Aos 16 anos, a estudante mexicana Ángela Karime Venegas Hernández desenvolveu um dispositivo capaz de extinguir pequenas chamas usando ondas sonoras, sem água, espuma ou produtos químicos.
O sistema batizado de Vortex Tech foi desenvolvido durante cerca de um ano, no Centro de Estudos Tecnológicos, Industriais e de Serviços nº 78 (CETIS 78), em Altamira, no estado de Tamaulipas, com orientação do professor José Arturo Hernández Muñoz. A quinta versão do protótipo já conseguiu apagar pequenas chamas em testes controlados a distâncias de até dois metros e rendeu à estudante prêmios em competições de ciência no México.
Protótipo utiliza ondas sonoras para interferir na chama
A Vortex Tech funciona a partir da pressão criada pelas ondas sonoras. O som produzido pelo equipamento provoca oscilações no ambiente ao redor da chama e pode alterar o fluxo de ar necessário para manter a combustão.
O sistema é composto por uma bateria, responsável pelo fornecimento de energia, um amplificador, que aumenta o sinal elétrico, e uma corneta, que direciona as ondas sonoras para a região onde está o fogo.
A frequência, a intensidade, a distância da fonte e as características da chama são alguns dos fatores que influenciam o resultado.
Em determinadas condições, a movimentação provocada pelas ondas acústicas pode aumentar a turbulência e modificar a distribuição de oxigênio e calor ao redor da chama. A alteração desse equilíbrio pode fazer com que a combustão deixe de se sustentar.

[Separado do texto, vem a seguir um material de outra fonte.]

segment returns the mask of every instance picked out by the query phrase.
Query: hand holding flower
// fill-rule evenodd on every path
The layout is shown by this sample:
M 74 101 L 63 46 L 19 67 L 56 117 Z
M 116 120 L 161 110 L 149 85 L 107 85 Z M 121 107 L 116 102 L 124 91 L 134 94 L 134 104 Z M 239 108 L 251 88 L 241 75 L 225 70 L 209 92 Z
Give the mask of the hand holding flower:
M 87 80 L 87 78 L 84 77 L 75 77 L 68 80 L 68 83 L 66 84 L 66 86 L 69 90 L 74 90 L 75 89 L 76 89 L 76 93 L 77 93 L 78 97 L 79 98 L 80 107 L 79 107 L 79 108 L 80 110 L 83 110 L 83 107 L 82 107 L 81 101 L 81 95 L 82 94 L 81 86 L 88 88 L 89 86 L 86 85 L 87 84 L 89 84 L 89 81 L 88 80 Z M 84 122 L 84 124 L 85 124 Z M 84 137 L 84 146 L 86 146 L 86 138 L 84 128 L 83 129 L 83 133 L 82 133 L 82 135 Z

Quinto protótipo foi desenvolvido após uma série de testes
O equipamento apresentado por Ángela é a quinta versão do projeto. O desenvolvimento envolveu testes, mudanças nos materiais utilizados e ajustes no sistema acústico.
De acordo com as informações divulgadas sobre a Vortex Tech, os experimentos conseguiram extinguir pequenas chamas em poucos segundos, inclusive quando o dispositivo estava posicionado a até dois metros de distância.
O projeto foi registrado sob o nome "Sistema de Supressão de Incêndio Utilizando Ondas Acústicas" e enquadrado na categoria de ciência aplicada.
A proposta é diferente dos métodos tradicionais de combate ao fogo. Enquanto extintores utilizam substâncias para resfriar, abafar ou interromper quimicamente a combustão, o protótipo mexicano busca provocar uma alteração física nas condições que permitem que a chama permaneça estável.
Tecnologia já foi premiada em competições científicas
O trabalho desenvolvido pela estudante ganhou reconhecimento ainda no México. A Vortex Tech conquistou o primeiro lugar na categoria de ensino médio da ExpoCiencias Tamaulipas 2025, competição estadual dedicada a projetos de ciência, tecnologia e inovação.
Estudante foi premiada em feira de ciências. Foto: Instagram/@karime_vortex
Na etapa nacional, que reuniu aproximadamente 270 projetos, o dispositivo recebeu uma medalha de prata. Em outubro, a estudante deverá representar o México na Feira Internacional de Ciência e Invenção, na Indonésia, onde apresentará o projeto e os resultados obtidos durante o desenvolvimento do protótipo.